Thursday, August 03, 2006

out in the Styx

Yesterday we paid a river outfitter $130 to let us float down the River Styx for 4 hours. The only thing missing was Charron, the boatman, but we did meet Trace, the guy who drove the rickety old blue schoolbus from hell down the narrow, bumpy road to the river. (Being from New England as I am, I didn't know there were real people named Trace.)

We had just signed our lives away in the air-conditioned office, never bothering to read the fine print in the contract. If we had paid attention we might have seen the warning signs, recognized the oracles like the shirtless guy at the concrete block grocery store who hopped out of his ancient car long enough to shout, "Hey" to us. "Hot, in' it?" he chuckled before he roared off the down the road. We blindly followed.

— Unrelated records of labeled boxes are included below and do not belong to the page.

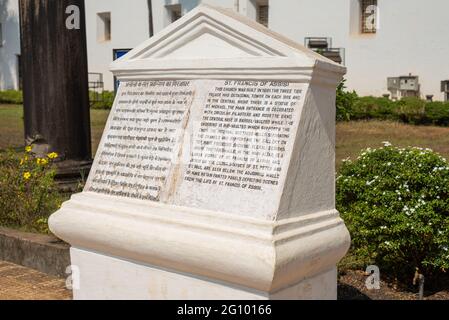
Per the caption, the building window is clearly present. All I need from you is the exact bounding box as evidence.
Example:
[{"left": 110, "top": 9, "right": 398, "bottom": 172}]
[
  {"left": 97, "top": 12, "right": 111, "bottom": 42},
  {"left": 257, "top": 1, "right": 269, "bottom": 28},
  {"left": 360, "top": 0, "right": 378, "bottom": 33},
  {"left": 167, "top": 4, "right": 182, "bottom": 23}
]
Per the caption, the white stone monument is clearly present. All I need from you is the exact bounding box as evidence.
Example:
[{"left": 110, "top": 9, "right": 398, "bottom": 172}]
[{"left": 49, "top": 6, "right": 350, "bottom": 299}]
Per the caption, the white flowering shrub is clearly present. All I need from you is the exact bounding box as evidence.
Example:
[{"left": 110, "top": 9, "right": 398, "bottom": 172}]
[{"left": 336, "top": 142, "right": 449, "bottom": 276}]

After handing over our money we were sent out on the porch to wait for Trace who arrived soon. A small, sinewy character in his mid-fifties, he was sweating as much as the rest of us as he climbed out of the bus. He wore wrap-around extreme sport sunglasses with purple/blue reflective lenses so we could not see his eyes. His knee-high athletic socks were rolled down many times to make thick, neat cuffs around his ankles, just above his white, high-top Reeboks.

Before we even started down the road to perdition he began making his hackneyed jokes, the first about "Type A personalities." The whole outfit, in fact, seemed to have a personal animus against "Type-A personalities," as if the innermost circle of hell was reserved for them. Signs everywhere warned them and ridiculed them. I think he mistook my engineer husband for a "Type A" because he asked an innocent question about where the tubes were (there were none on the bus), so we got off to a bad start with Trace.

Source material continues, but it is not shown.